I have spent a great deal of time lately thinking about suffering, more specifically about the suffering of others and the endless suffering of animals. Religion always offered a cut and dry answer, a reason, for why there is so much suffering in the world. Now I am having doubts, and without God’s “master plan”, there seems to be no explanation for the pain and misery of countless living things. Not that the religious answer brought any real comfort. My therapist is a wonderful woman, and we have worked a lot with this idea. Today, she gave me an excerpt from Seeking the Heart of Wisdom, by Joseph Goldstein and Jack Kornfield, who write,
We may have compassion for the victims of social or political injustice, but can we feel compassion for those who perpetrate that injustice? Our tendency might be to feel a righteous anger toward such people, forgetting that their actions are coming out of an ignorance…Can our compassion recognize that ignorance and embrace them as well?
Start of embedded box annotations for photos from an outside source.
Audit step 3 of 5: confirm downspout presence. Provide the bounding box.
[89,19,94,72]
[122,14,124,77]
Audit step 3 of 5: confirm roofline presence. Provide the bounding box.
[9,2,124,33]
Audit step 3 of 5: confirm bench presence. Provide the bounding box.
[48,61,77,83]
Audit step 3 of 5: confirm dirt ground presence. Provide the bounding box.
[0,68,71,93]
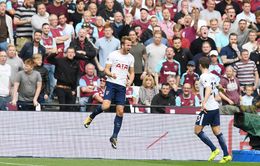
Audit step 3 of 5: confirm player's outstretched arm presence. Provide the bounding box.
[128,67,135,85]
[104,64,116,79]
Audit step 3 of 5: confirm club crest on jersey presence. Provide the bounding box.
[116,63,128,70]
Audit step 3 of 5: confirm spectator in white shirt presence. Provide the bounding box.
[242,30,257,54]
[237,0,255,23]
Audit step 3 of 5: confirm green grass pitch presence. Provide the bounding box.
[0,158,260,166]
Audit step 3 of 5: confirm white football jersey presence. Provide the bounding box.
[106,50,134,86]
[199,73,219,111]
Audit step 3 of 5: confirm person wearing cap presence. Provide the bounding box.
[209,50,225,82]
[75,10,98,39]
[133,7,150,32]
[234,49,259,91]
[98,0,123,22]
[180,61,199,87]
[236,19,250,47]
[173,36,193,75]
[175,83,200,107]
[155,47,181,86]
[111,12,125,40]
[250,38,260,87]
[190,26,217,55]
[242,30,257,54]
[219,33,240,67]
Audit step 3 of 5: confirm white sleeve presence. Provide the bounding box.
[106,53,113,65]
[201,76,211,88]
[130,56,135,67]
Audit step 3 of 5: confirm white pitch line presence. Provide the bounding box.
[0,162,45,166]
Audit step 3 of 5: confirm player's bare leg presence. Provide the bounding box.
[84,100,111,128]
[109,105,124,149]
[194,125,220,161]
[211,126,232,163]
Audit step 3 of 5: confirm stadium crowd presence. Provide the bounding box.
[0,0,260,113]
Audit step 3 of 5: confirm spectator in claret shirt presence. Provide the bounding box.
[47,0,69,18]
[32,3,49,31]
[0,51,11,110]
[88,3,98,23]
[234,49,259,93]
[190,26,217,55]
[13,0,36,52]
[11,58,42,111]
[216,0,241,15]
[95,16,105,39]
[69,0,85,28]
[220,66,240,105]
[163,0,177,20]
[19,31,46,61]
[137,75,159,112]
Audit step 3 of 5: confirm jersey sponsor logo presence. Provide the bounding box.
[106,90,109,95]
[116,63,128,70]
[174,65,178,70]
[196,115,201,122]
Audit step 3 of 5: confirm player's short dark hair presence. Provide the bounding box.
[66,47,76,53]
[228,33,237,39]
[128,29,137,35]
[238,18,247,23]
[58,13,67,18]
[199,57,210,69]
[240,49,249,55]
[172,36,181,41]
[242,0,250,5]
[121,36,131,45]
[24,58,35,67]
[33,30,42,35]
[255,10,260,17]
[76,0,85,5]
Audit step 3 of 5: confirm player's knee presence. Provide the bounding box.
[194,126,202,135]
[116,108,124,117]
[102,103,110,111]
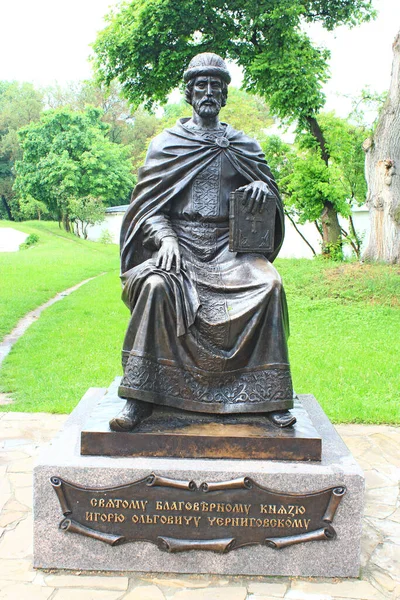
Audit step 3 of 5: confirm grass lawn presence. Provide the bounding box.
[0,221,118,339]
[0,230,400,423]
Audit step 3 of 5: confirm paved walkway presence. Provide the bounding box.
[0,413,400,600]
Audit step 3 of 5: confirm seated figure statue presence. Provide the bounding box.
[110,53,296,431]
This is not something that comes naturally to me, but I think it is very important work. To have compassion for the perpetrator is difficult, but essential if one wishes to acknowledge the reality of suffering without becoming overwhelmed by it.
The excerpt is followed by a beautiful poem, by Thich Nhat Hanh, called “Please Call Me by My True Names”:
Do not say that I’ll depart tomorrow
because even today I still arrive.
Look deeply; I arrive in every second
to be a bud on a spring branch,
to be a tiny bird, with wings still fragile
learning to sing in my new nest,
to be a caterpillar in the heart of a flower,
to be a jewel hiding itself in a stone.
I still arrive, in order to laugh and to cry,
in order to fear and to hope,
the rhythm of my heart is the birth and death
of all that are alive.
I am the mayfly metamorphosing on
the surface of the river,
and I am the bird which, when spring comes,
arrives in time to eat the mayfly.
I am a frog swimming happily in the clear
water of a pond,
and I am the grass-snake, who, approaching
in silence, feeds itself on the frog.
I am the child in Uganda, all skin and bones,
my legs as thin as bamboo sticks,
and I am the arms merchant, selling deadly weapons
to Uganda.
I am the twelve year old girl, refugee on a
small boat,
who throws herself into the ocean
after being raped by a sea pirate,
and I am the pirate, my heart not yet
capable of seeing and loving.
I am a member of the Politburo with plenty
of power in my hands,
And I am the man who has to pay his debt of
blood to my people dying slowly in a
forced labor camp.
My joy is like spring, so warm it makes
flowers bloom in all walks of life.
My pain is like a river of tears, so full
it fills all four oceans.
Please call me by my true names,
So I can hear all my cries and laughs at once,
So I can see that my joy and pain are one.
Please call me by my true names
So I can wake up and so the door of my heart
can be left open,
The door of compassion.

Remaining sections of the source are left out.